Replacing unicode characters

E

Erik Sandblom

Hi

I'm trying to replace double quotation marks in a UTF-8 document:

$string =~ s#\x{201D}#”#g;

My script is in latin-1. Otherwise I would just try putting in the
characters literally.

I'm using Perl 5.8. Replacing windows characters works beautifully:
$string =~ s/\x93/“/g;

I thought using the character codes \x{201D}, meant you don't have to worry
about telling Perl what character encoding is being used. Is this not true?

Erik Sandblom
 
B

Ben Morrow

Erik Sandblom said:
I'm trying to replace double quotation marks in a UTF-8 document:

$string =~ s#\x{201D}#”#g;

How have you read in $string? If the file is UTF8, you need to tell
Perl so, or it will assume Latin1:

open my $FH, '<:utf8', $filename or die...;

or, better

open my $FH, '<:encoding(utf8)', $filename or die...;

as this will be more resiliant if the file isn't actually utf8.

Ben
 
E

Erik Sandblom

i artikel [email protected], skrev Ben Morrow på
(e-mail address removed) den 04-02-12 19.26:
How have you read in $string? If the file is UTF8, you need to tell
Perl so, or it will assume Latin1:


Really? The system I'm on is RedHat 8, and I understand they have some
default variable somewhere saying that "everything is UTF-8 unless otherwise
specified". And Perl then follows that. But I'm not sure.

open my $FH, '<:encoding(utf8)', $filename or die...;


Thank you, this solved my problem.

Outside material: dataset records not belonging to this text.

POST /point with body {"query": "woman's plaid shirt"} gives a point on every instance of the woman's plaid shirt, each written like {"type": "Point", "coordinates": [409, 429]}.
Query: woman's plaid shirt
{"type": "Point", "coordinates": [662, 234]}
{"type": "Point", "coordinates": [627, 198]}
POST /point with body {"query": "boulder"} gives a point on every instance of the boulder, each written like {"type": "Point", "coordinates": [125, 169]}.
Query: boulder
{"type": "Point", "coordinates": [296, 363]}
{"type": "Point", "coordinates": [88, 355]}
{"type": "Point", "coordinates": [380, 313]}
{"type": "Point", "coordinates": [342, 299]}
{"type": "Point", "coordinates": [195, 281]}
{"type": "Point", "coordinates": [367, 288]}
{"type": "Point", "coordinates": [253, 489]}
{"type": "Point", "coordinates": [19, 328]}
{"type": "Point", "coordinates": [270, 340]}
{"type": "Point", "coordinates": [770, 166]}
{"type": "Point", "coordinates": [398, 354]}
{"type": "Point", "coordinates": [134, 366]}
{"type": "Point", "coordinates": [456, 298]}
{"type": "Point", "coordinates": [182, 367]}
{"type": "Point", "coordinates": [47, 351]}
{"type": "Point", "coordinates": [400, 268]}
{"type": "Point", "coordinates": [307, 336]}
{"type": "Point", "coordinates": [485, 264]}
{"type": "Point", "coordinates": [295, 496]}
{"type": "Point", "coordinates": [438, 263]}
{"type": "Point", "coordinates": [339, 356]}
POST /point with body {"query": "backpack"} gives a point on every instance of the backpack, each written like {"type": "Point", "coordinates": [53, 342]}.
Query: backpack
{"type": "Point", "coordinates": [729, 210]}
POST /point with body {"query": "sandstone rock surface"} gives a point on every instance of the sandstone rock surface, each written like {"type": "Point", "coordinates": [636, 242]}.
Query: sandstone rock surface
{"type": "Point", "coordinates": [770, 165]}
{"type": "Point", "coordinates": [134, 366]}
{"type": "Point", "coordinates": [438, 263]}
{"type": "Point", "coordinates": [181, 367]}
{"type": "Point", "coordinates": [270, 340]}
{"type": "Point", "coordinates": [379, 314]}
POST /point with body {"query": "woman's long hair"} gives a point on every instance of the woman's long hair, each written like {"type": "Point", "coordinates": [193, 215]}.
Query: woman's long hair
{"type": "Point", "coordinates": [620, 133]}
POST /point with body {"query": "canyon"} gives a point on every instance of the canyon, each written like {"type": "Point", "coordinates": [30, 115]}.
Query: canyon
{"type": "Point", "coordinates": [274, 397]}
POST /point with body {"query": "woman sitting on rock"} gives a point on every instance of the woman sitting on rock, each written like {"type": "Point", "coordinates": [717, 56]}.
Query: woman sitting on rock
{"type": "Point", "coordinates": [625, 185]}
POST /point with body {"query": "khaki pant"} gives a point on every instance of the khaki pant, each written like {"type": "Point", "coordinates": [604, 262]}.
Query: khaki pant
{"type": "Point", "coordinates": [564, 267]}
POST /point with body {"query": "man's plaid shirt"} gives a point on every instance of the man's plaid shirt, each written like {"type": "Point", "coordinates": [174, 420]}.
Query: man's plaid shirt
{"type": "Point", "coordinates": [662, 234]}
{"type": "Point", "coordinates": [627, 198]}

I also had to unset "use bytes;" by
putting in "no bytes;". Apparently "use bytes" makes Perl treat characters
as being two-digit rather than four-digit. Wrong terminology I'm sure, but
it may help someone else in my position. I had previously set "use bytes" to
be able to use accented characters in good-old latin-1.

Thanks again.
 
B

Ben Morrow

Erik Sandblom said:
i artikel [email protected], skrev Ben Morrow på
(e-mail address removed) den 04-02-12 19.26:

Really? The system I'm on is RedHat 8, and I understand they have some
default variable somewhere saying that "everything is UTF-8 unless otherwise
specified". And Perl then follows that. But I'm not sure.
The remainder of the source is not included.